Voice search has skyrocketed in recent years, with as many as 50% of searches being conducted through this method. Yet, less than 5% of businesses have implemented a search strategy. If you’ve ever had a fighting chance of getting a leg up on the competition in the saturated digital space, now is it. SonicSEO.com has the resources and know-how to design and implement effective voice search marketing strategies. Before we proceed, however, you may have a few questions. We have answers.
What Is Voice Search?
Voice search is exactly what it sounds like — a process by which people use a smart device to search for a particular result, and not by typing in the query, but by voicing it. You probably use voice search every day, when you talk to Siri, or when you ask Alexa to play your favorite song. Voice search can be conducted on a range of devices, including smartphones, desktops, laptops, Bluetooth speakers, home assistance devices and more. These devices are found throughout homes, cars and workspaces, making voice search more relevant than ever.
Who Uses Voice Search?
Everyone … Seriously. While not literally every person uses voice search, the technology does not discriminate by age or socioeconomic status. Two in five people say that voice is “essential” to their lives, 55% of teens use voice search on a daily basis, 44% of adults use voice search on a daily basis, and 19% of individuals talk to Siri daily. These numbers are significant, as they tell us that voice search is not just a passing trend. It’s becoming an integral part of most peoples’ lives, and marketers need to adopt it if they want to keep up.
Why Does Voice Search Matter To Your Business?
The numbers don’t lie — voice search is on the rise and will only continue to grow in the coming years. Moreover, Google has switched to a mobile-first index, meaning it bases website rankings off the mobile version of a website rather than the desktop version. This tells us that Google, like its users, values speed and convenience over all else. Voice search is an extension of mobile, and one that is geared toward providing a better user experience and more accurate results.
All that said, businesses need to adapt to the changing digital landscape. However, only 4% of businesses currently use voice search. This means that if you begin to optimize this technology now, there is a high probability that your business will be the first one that Alexa or Siri or Cortana will suggest when it receives a query for your services.
How Does Voice Search Marketing Optimization Differ From Regular SEO?
The main distinction between voice search marketing optimization and standard search engine optimization is the use of conversational language. Before, your customers may have found you by typing in, say, “best landscaping company Albuquerque.” Today, however, someone interested in landscaping services is more likely to say, “Hey Alexa, what is the best landscaping company in Albuquerque?” Because conversation is the basis of search, your content needs to use more natural sounding words and keyword phrases.
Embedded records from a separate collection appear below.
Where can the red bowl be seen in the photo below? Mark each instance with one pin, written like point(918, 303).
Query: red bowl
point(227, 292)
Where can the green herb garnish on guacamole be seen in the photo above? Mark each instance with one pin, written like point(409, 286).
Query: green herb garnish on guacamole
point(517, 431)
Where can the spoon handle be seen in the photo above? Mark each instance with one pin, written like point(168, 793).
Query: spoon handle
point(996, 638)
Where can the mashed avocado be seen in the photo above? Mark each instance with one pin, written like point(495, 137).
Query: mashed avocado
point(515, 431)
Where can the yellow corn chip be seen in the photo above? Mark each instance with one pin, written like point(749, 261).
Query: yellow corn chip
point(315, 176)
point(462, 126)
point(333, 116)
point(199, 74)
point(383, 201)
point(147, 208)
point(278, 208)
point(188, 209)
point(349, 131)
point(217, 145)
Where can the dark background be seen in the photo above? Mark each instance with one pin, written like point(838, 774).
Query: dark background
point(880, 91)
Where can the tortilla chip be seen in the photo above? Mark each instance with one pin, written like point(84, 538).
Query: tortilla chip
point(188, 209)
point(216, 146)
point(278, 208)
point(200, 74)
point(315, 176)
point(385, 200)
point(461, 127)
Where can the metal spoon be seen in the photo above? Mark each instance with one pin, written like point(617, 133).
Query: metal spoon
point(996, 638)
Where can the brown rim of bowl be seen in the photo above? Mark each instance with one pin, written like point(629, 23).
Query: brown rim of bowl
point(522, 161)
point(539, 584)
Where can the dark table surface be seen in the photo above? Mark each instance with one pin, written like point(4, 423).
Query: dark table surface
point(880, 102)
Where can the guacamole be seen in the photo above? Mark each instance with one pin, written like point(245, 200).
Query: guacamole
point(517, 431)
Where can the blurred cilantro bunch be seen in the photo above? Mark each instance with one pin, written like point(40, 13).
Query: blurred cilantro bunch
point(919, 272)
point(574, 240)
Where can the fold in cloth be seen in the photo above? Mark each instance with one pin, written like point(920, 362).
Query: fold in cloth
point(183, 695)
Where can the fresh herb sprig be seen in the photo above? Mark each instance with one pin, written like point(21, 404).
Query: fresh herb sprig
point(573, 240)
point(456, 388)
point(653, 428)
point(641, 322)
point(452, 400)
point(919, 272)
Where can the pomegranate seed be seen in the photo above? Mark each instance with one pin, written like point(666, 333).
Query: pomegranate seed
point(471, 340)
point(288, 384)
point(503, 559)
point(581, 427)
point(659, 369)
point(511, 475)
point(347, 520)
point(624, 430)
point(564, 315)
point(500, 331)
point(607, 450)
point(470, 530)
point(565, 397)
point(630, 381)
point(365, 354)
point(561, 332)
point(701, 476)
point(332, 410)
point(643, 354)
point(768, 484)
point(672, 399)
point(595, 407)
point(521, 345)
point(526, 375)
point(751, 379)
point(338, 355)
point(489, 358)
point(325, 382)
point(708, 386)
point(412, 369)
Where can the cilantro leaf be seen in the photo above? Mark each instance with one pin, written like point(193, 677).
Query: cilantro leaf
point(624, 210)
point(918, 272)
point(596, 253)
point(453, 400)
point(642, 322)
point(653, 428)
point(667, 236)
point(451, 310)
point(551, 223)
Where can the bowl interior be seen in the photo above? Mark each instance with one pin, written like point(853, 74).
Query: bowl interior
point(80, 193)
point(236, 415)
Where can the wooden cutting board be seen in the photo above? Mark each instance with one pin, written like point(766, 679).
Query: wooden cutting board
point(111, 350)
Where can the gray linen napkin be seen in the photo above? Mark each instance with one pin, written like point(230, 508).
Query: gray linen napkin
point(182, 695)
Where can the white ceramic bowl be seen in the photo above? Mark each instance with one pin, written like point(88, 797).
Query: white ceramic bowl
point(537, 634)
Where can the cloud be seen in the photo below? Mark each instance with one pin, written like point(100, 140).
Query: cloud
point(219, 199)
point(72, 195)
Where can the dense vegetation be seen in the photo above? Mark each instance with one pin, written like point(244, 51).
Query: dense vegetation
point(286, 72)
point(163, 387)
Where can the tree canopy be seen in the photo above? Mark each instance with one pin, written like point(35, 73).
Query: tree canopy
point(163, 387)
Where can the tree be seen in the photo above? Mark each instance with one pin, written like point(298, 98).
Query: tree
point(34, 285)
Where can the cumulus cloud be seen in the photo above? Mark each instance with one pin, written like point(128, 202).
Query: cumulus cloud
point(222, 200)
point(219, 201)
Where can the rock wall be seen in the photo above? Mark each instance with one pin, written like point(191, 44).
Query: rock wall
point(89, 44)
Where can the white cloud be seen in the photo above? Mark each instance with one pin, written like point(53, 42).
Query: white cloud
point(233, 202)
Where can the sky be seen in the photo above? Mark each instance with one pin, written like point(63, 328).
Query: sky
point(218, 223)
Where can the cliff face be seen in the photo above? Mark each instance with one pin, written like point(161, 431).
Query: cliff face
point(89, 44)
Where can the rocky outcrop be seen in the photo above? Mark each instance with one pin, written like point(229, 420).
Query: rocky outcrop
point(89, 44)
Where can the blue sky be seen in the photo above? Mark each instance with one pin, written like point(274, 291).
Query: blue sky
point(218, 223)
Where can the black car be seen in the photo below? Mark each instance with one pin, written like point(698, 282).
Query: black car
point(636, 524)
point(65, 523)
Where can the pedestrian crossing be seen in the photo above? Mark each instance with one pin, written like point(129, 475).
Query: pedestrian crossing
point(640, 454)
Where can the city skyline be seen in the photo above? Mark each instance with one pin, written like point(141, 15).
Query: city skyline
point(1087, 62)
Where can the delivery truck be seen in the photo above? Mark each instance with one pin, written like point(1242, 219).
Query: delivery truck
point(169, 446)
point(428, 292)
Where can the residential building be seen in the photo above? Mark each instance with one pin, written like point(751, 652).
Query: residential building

In addition to using a conversational tone, there are other tactics we deploy to help clients rank for voice search queries:
Form search queries into naturally-worded questions
Provide concise answers to common questions
Create authoritative content
Target long-tail keywords
Focus on user intent
Use action words (Find, Look for, Search for…)
Optimize your website for speed and mobile
In addition to the above, you also need to hyper-focus on three main factors:
Relevance: How relevant is your listing to what the user is searching for?
Distance: How close is your listing to the user?
Prominence: How commonly searched and well-known is your location?
Voice search has paved the way for a more streamlined and personalized search experience. Now, searchers expect to find precisely what they’re looking for by doing little more than voicing a command. To meet this high expectation, businesses need to adapt their digital marketing strategies to include voice search marketing. Failure to do so now will mean a failure to get a leg up on the competition. Failure to do so eventually, however, could mean a failure to thrive in the ever-evolving digital space.